It is no surprise that we have been dealing with some of the coldest air that we have seen in many years here in Mid-Missouri over the past week, but it does seem that we have some relief on the way. But first, let’s take a look at why we have been seeing such cold temperatures in the first place, in order to understand why we will be seeing nicer temperatures for the weekend.

This will be a showcase of just a couple of the weather models that we use to forecast weather. They are called the EURO model (European model) and the GFS model (American Model). These two are best utilized when forecasting large scale pattern changes 3-7 days in advance.
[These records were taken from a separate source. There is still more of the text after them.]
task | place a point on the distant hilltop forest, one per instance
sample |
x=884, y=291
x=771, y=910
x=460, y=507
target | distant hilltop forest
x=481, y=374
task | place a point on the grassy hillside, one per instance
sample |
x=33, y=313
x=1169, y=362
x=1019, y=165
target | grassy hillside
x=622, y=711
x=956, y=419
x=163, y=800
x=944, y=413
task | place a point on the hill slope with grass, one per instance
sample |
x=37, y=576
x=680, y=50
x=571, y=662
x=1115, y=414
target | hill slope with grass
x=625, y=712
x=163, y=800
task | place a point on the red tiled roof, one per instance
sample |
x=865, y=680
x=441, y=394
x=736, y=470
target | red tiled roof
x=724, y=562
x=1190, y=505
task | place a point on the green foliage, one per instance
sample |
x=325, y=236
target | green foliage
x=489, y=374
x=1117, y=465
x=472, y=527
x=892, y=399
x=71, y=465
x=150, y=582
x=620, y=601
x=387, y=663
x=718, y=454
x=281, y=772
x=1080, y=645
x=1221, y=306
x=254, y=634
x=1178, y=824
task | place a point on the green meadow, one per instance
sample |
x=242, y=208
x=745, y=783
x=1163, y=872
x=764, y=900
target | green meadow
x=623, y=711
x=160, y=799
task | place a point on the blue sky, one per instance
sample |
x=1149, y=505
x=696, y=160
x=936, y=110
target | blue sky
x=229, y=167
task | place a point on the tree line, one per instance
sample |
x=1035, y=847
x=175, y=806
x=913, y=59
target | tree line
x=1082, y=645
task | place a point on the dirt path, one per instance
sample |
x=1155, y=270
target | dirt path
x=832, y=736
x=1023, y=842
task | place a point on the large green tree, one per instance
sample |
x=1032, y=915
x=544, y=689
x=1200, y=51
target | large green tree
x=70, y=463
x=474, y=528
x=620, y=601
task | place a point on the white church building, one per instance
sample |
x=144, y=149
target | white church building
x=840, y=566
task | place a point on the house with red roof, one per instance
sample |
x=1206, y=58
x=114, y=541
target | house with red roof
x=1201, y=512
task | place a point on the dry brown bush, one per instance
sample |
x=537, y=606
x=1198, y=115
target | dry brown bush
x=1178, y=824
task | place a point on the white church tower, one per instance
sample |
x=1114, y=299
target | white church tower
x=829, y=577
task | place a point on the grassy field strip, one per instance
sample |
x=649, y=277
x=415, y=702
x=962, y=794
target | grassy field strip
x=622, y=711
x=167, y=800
The pattern that we have been stuck in lately is depicted by the EURO and the GFS with charts showing the 250mb-300mb(28,000-33,000ft) wind patterns. Winds high up in the air act as the atmosphere’s engine in driving a lot of the weather that we see at the surface, and it’s no surprise that when cold arctic air in Canada is feeding those winds, that they will tend to produce much colder temperatures at our surface.



If you follow where that wind is originating, you can see it comes from northern Canada and it’s influence on us is the bitterly cold temperatures that we saw to close out the New Year here in Mid-Missouri.
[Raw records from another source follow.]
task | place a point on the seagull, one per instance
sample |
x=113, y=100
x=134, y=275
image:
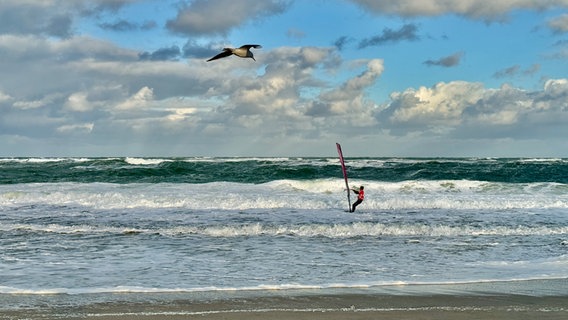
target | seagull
x=243, y=52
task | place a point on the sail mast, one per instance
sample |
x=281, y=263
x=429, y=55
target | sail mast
x=344, y=173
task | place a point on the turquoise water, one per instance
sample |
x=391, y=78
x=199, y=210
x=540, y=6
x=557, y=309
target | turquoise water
x=210, y=225
x=262, y=170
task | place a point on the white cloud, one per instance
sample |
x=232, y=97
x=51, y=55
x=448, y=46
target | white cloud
x=442, y=104
x=202, y=17
x=559, y=24
x=74, y=128
x=475, y=9
x=139, y=100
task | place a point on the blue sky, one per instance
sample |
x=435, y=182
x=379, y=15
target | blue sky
x=421, y=78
However, headed into this weekend we are looking at a pattern shift in the upper levels of the atmosphere.

Here are the exact same models except instead of showing the pattern we will see this week, it’s showing the predictions for Sunday.



The difference between the two patterns is clear! You can see that the winds over Missouri are now originating from the Pacific Ocean which is a much warmer and more moist source of air.

While it doesn’t look like there will be much in the way of precipitation as of yet, this signaling of a pattern change that the models are showing us indicate that things are beginning to turn around. We are much more likely to see storm systems that will bring us precipitation in these Pacific-fed environments, and I am thinking that it’s going to open the door for much more active weather headed into the middle of January.